The solitaire game is fun and challenging; certainly a game in itself. One of the beauties of the design is that very little is changed from the base game, except the obvious AI for the three insurgent factions. This is implemented through Non-Player (NP) Faction Sheets, which contain flowcharts that clearly set out the Operations and Special Activities each insurgent faction will take in a given situation. Basically, each NP will, if it does not take an Event, undertake an Operation and Special Activity.

Mr Ruhnke has kept them as simple to follow as possible yet behind every NP action is a level of intelligence that really keeps you on your toes. The process for each NP’s turn does take a little getting used to but in a short period, I found I was breezing through the flowcharts. And what apparent complexity does exist is well worth it as you are given three quite intelligent opponents.

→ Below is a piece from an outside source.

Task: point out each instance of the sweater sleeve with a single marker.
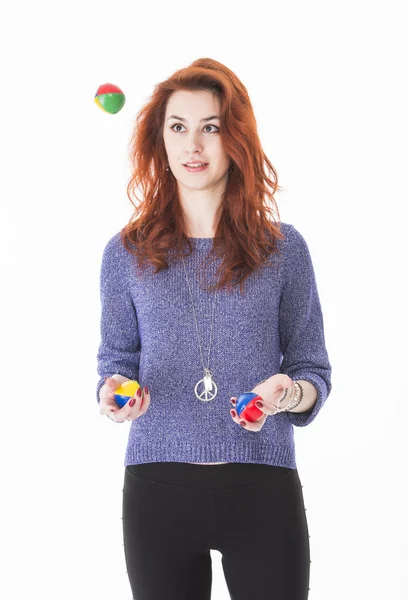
(119, 348)
(301, 326)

As I said, the game is different every time, much like the base game. NPs take a combination of Events and Operations (and Special Activities) in a varying order. That order always varies. So you might have FARC poised to wipe out your Lines of Communication (LoC) but then it takes an Event possibly leaving you time to disrupt them. Then on the flipside, FARC gets in and wipes out those LoCs so quickly that your head spins. The Events and Operations also combine really well and as I hope you saw above, provide an entertaining narrative.

While the NP Faction Sheets set out what each NP will do in a certain situation, where they will do it is not always a given. This is where the Random Chart comes in. For example, FARC is going to March somewhere but to find out exactly where, you have to roll on the random chart. What I like about this chart is that it is not completely random and will sometimes guide activity to specific hotspots. Another part of the intelligent design of the solitaire game.

One of the things I enjoy most about playing the solitaire game, and the same can be said about the base game too, is that you have to find the balance between furthering your own victory objectives and ensuring the other players do not reach theirs. So I had to push ahead with my own agenda of securing the mountains and getting the population to love me but at the same time keep a very close eye on AUC and Cartels in particular as they neared their victory conditions. The tension created when they had achieved their victory conditions and I did not know when the next Propaganda card was coming was incredible.

Then within that balance is another balance that you have to find, the balance between taking immediate action to deal with a threat or taking an action (or usually an Event) that will help you in the long term. Such was the case in the game above when I really needed to whittle AUC down a bit but a very handy Government Event came up which enabled me to carry out cheap Assaults for the rest of the game. Dealing with these two balances I have found very entertaining.

Another thing the solitaire game teaches you is strategies for future games. For example, I learned very quickly the importance of having a strong presence in cities adjacent to large FARC holdings after FARC Marched in and wiped me out in one game. The solitaire game will not necessarily play the same as the base game, but it still offers up a serious challenge. As you saw above, it just beat the crap out of me!

So in summary, the solitaire game of Andean Abyss is a challenging, fun, very positive gaming experience that is different every time you play it. As I said at the beginning of these posts, some 4000 words ago, it provides a fair dinkum solitaire experience within a multiplayer game, which is something I am always looking for. And it is on this basis I shall be submitting my P500 order and continuing an enjoyable playtesting experience.

Incidentally, on the whole P500 thing, my understanding is that Andean Abyss is one of a number of games vying for limited production slots for an earlier release in, I think, the second quarter of 2012. Presumably, the more orders for it will give it a better chance of grabbing one of those slots. So if you are considering getting the game at some point, I urge you to not delay in ordering (this is of course purely self-serving as the sooner it can get produced, the sooner I can get my copy ).

So thank you kindly for reading. Hope you enjoyed the session report.